Jorge Beristain – Deutsche Bank

And sorry, don’t want to monopolize the Q&A, but lastly copper notably absent from your potential divestiture targets, any updates there as to thinking on Jabal Sayid or Lumwana as to if those assets could potentially go on the block if you fail to sell Barrick Energy or some other targets?

Jamie C. Sokalsky

That’s not in the current plan. We have got to improve Lumwana’s performance. That’s a big objective for us this year, it’s a high priority. I think until we do that, get that mine running, the way that we thought it could when we purchase it or at least a much better performance would not make sense for us to do something for that asset, and also we need to progress Jabal Sayid as well and complete what we need to do there. So we have no current plans with those assets.

Jorge Beristain – Deutsche Bank

Great, thanks very much.

Jamie C. Sokalsky

You are welcome.

Operator

And our last question comes from the line of Alec Kodatsky, CIBC. Your line is open.

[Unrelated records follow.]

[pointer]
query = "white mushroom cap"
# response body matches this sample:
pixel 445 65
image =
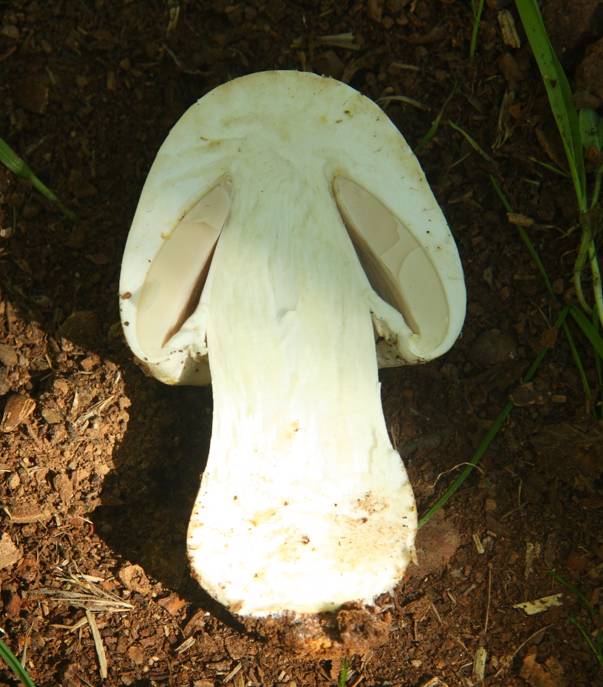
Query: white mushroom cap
pixel 284 223
pixel 361 161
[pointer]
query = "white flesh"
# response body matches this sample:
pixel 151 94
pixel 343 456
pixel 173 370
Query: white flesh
pixel 304 504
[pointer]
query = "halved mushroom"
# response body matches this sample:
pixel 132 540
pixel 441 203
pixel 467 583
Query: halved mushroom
pixel 286 234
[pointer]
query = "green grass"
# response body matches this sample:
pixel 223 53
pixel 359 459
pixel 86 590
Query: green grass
pixel 20 168
pixel 594 639
pixel 477 7
pixel 343 673
pixel 15 665
pixel 579 131
pixel 493 430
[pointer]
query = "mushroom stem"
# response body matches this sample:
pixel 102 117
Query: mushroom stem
pixel 304 504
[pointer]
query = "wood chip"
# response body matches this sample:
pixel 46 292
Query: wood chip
pixel 26 513
pixel 233 672
pixel 16 411
pixel 9 552
pixel 479 547
pixel 540 605
pixel 186 645
pixel 479 664
pixel 98 645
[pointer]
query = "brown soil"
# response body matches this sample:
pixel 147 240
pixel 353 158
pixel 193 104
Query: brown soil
pixel 99 465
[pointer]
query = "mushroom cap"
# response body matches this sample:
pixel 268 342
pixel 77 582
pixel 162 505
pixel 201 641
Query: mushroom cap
pixel 378 194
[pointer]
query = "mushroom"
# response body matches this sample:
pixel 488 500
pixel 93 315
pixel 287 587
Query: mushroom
pixel 286 242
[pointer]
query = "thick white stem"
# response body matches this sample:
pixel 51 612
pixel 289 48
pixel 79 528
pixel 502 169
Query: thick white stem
pixel 304 504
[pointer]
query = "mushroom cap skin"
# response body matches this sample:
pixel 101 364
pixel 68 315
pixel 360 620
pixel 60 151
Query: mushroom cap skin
pixel 285 239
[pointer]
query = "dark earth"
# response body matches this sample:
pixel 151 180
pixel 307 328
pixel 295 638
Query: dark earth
pixel 99 465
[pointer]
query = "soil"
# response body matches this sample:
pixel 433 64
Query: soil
pixel 99 465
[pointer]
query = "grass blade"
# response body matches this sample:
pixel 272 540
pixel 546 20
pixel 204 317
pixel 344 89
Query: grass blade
pixel 472 142
pixel 15 665
pixel 343 673
pixel 20 168
pixel 478 7
pixel 493 430
pixel 559 94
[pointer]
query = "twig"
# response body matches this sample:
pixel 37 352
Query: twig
pixel 98 644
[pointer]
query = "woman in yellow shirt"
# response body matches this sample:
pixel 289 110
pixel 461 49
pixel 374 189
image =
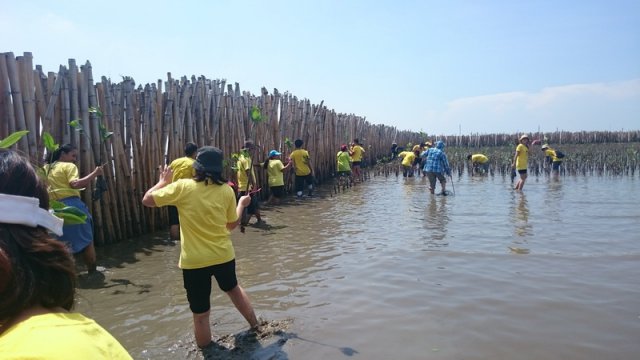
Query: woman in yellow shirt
pixel 38 279
pixel 520 161
pixel 208 210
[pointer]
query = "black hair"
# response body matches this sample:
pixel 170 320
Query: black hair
pixel 209 177
pixel 55 156
pixel 35 268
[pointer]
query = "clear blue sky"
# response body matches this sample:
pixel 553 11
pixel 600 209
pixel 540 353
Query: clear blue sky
pixel 441 67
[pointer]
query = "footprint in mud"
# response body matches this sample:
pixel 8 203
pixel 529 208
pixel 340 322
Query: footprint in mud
pixel 265 343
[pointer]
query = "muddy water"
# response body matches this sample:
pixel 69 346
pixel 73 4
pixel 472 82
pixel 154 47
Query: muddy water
pixel 385 270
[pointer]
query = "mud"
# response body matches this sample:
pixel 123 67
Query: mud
pixel 265 343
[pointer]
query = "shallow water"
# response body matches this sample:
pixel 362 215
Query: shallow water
pixel 385 270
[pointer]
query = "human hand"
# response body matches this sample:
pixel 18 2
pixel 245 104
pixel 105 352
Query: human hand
pixel 244 200
pixel 166 174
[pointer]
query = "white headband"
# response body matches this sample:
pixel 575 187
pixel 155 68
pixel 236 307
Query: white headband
pixel 23 210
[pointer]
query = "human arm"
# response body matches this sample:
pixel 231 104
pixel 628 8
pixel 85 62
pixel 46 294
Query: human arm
pixel 445 164
pixel 287 166
pixel 85 181
pixel 243 202
pixel 165 179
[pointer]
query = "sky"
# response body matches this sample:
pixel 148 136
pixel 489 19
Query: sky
pixel 441 67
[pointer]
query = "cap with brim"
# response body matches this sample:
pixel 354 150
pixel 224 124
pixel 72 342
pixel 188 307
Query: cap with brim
pixel 209 159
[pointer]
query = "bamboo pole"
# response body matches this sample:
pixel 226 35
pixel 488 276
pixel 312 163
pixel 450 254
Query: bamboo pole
pixel 18 105
pixel 8 126
pixel 25 68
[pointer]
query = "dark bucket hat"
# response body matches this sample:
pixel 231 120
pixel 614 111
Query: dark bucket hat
pixel 209 159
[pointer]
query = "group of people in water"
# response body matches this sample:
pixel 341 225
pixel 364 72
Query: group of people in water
pixel 38 277
pixel 432 162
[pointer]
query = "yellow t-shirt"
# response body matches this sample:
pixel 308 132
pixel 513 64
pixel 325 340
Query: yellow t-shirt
pixel 182 168
pixel 274 172
pixel 60 174
pixel 244 163
pixel 300 158
pixel 408 158
pixel 479 158
pixel 204 212
pixel 343 161
pixel 60 336
pixel 522 158
pixel 552 154
pixel 357 152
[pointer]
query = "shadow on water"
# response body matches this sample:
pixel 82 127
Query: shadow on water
pixel 117 257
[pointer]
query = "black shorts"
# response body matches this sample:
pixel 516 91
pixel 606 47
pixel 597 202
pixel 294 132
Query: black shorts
pixel 253 205
pixel 197 282
pixel 173 215
pixel 277 191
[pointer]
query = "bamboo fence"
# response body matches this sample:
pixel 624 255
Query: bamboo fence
pixel 152 123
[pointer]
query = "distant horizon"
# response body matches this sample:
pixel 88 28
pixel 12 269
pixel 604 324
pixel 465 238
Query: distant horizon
pixel 454 67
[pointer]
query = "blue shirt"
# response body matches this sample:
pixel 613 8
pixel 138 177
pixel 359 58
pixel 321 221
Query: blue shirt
pixel 436 161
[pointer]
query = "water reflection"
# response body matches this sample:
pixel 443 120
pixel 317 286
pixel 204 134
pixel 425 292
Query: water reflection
pixel 523 229
pixel 436 220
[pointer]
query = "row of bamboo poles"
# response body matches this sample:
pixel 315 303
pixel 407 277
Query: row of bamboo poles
pixel 151 125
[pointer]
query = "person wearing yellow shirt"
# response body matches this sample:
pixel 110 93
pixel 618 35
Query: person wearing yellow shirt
pixel 408 158
pixel 275 174
pixel 182 169
pixel 64 186
pixel 357 152
pixel 247 182
pixel 479 163
pixel 38 277
pixel 344 161
pixel 520 161
pixel 303 170
pixel 208 206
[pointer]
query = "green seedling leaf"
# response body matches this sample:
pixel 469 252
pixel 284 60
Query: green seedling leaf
pixel 49 143
pixel 71 219
pixel 13 138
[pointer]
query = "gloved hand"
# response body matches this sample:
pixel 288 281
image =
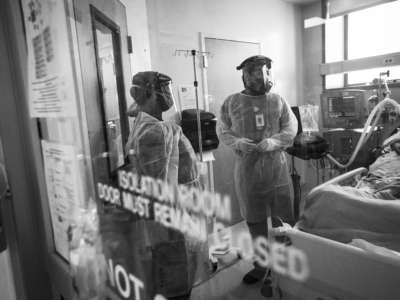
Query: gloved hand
pixel 396 147
pixel 245 145
pixel 265 145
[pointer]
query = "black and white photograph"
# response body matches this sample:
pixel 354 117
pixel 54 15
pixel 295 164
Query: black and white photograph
pixel 199 150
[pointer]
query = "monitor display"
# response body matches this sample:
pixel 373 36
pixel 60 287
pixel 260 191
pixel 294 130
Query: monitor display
pixel 344 109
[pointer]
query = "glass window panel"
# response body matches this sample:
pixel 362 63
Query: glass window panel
pixel 334 40
pixel 374 31
pixel 367 76
pixel 107 66
pixel 334 81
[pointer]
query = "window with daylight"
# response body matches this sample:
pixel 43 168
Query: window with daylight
pixel 362 34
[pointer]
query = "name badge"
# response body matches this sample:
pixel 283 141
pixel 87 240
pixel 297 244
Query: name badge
pixel 260 123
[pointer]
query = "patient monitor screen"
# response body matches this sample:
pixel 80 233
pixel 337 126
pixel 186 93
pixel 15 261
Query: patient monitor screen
pixel 341 107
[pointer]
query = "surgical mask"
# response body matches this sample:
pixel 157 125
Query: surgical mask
pixel 257 79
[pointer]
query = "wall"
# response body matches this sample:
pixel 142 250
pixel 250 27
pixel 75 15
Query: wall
pixel 312 56
pixel 136 13
pixel 175 24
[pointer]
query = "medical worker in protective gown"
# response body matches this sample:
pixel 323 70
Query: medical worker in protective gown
pixel 258 125
pixel 168 261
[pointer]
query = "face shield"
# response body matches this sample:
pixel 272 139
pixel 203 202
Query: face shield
pixel 257 78
pixel 165 96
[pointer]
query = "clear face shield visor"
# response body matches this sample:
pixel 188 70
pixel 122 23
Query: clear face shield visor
pixel 166 95
pixel 258 78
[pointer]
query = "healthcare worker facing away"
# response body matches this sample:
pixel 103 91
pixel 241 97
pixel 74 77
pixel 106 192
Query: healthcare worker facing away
pixel 159 149
pixel 258 125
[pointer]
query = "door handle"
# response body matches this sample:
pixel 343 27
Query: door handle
pixel 3 241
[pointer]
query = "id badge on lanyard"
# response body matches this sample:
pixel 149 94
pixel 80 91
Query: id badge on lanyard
pixel 259 118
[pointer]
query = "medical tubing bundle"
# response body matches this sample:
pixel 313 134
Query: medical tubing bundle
pixel 366 134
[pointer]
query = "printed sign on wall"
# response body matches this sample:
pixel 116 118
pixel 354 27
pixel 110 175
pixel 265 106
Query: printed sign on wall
pixel 63 190
pixel 51 81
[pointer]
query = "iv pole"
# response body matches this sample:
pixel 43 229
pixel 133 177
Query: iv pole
pixel 194 53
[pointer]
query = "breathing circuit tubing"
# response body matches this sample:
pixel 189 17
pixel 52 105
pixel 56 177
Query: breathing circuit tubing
pixel 367 129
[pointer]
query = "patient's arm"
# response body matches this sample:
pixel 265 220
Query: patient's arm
pixel 340 178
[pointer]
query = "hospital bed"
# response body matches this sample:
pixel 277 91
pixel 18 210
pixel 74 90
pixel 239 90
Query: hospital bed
pixel 339 270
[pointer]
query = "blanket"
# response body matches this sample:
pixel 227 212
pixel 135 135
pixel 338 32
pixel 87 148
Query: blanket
pixel 345 213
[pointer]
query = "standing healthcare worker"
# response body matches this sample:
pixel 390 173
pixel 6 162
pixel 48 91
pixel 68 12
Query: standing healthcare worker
pixel 258 125
pixel 160 150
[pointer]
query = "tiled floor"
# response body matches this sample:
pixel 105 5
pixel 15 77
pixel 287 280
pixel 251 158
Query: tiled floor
pixel 227 283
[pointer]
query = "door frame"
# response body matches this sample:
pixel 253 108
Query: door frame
pixel 25 223
pixel 96 14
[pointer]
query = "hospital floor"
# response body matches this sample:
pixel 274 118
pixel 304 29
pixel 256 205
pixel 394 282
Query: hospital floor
pixel 226 284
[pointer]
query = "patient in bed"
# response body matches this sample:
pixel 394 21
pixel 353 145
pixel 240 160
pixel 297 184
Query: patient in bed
pixel 370 210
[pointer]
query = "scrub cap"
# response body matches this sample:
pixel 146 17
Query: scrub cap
pixel 255 60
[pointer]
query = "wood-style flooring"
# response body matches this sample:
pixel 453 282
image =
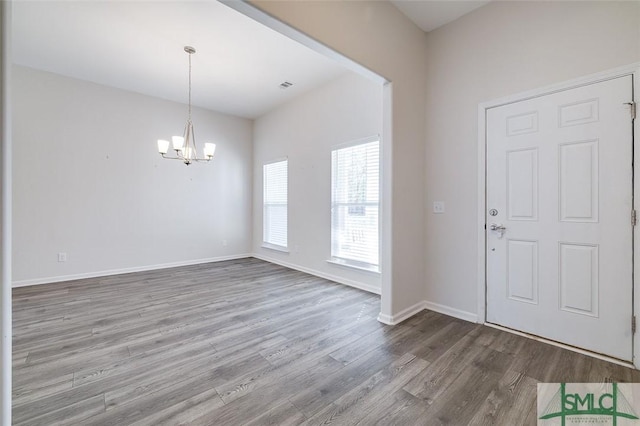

Alec Kodatsky – CIBC World Markets, Inc.

Great, thanks. I just had a couple of quick questions. It seems as a pretty define plan as to resolution at Pascua-Lama, is there any sense that there is a timeline or a deadline at Pueblo Viejo between yourselves and the government as far as when you might reach a conclusion on negotiations?

Jamie C. Sokalsky

Now those discussions are ongoing Alec. We will see that’s a process that may take some time, but we continue to have some discussions and ultimately that is something that I think will continue and we’ll certainly update you as we make more progress there.

Alec Kodatsky – CIBC World Markets, Inc.

Okay, and just quickly on the Lumwana, do you have any idea how much ore resources from Chim and how much this from along the way in Q1 and what you expect that relative proportion of to be by end of the year.

Jamie C. Sokalsky

Our expectation for the year was about two-thirds ore from Chimi and one-third from Malundwe approximately I think the first quarter was slightly in that range.

Alec Kodatsky – CIBC World Markets, Inc.

Yeah.

Unidentified Company Representative

And this two, they have the amount of ore moved for Lumwana was about 5.7 million tons in total and with the proportion that Jamie mentioned.

Alec Kodatsky – CIBC World Markets, Inc.

Okay, great thank you.

Greg Panagos

Okay, you’re welcome. Well with that we’ll close the call off. Thank you for participating many of you may have heard some of our comments or the presentation at the AGM as well today. We are very pleased with the start of the year. We are not pleased with the share price, we were disappointed. We’ve got a few challenges that we need to workout but from an operating standpoint, I think the changes that we’ve been implementing, the discipline capital allocation some of the cost reductions that we’re applying, some of the capital reductions. We are very pleased that, that has been resonating throughout the company and being embraced by all of our operational people and other employees throughout the company. So we are hopeful that we’re going to be able to deliver very good operating performance and cost performance for the remainder of the year. And also deliver on our guidance and expectations and looks further capital and/or cost reductions.

And so, hopefully we have a good year ahead of us in terms of meeting our guidance that we now we have to deliver. And we have a number of other challenges that we need to work through, but we’re taking action and we’re making progress so we still have work to do, but we’re very happy about the start of the year in terms of that operations and ultimately look forward continue to update you and on the next conference call. So, thank you for your participation.

Operator

Ladies and gentlemen, that does conclude the conference call for today. We thank you for joining us and ask that you please disconnect your lines.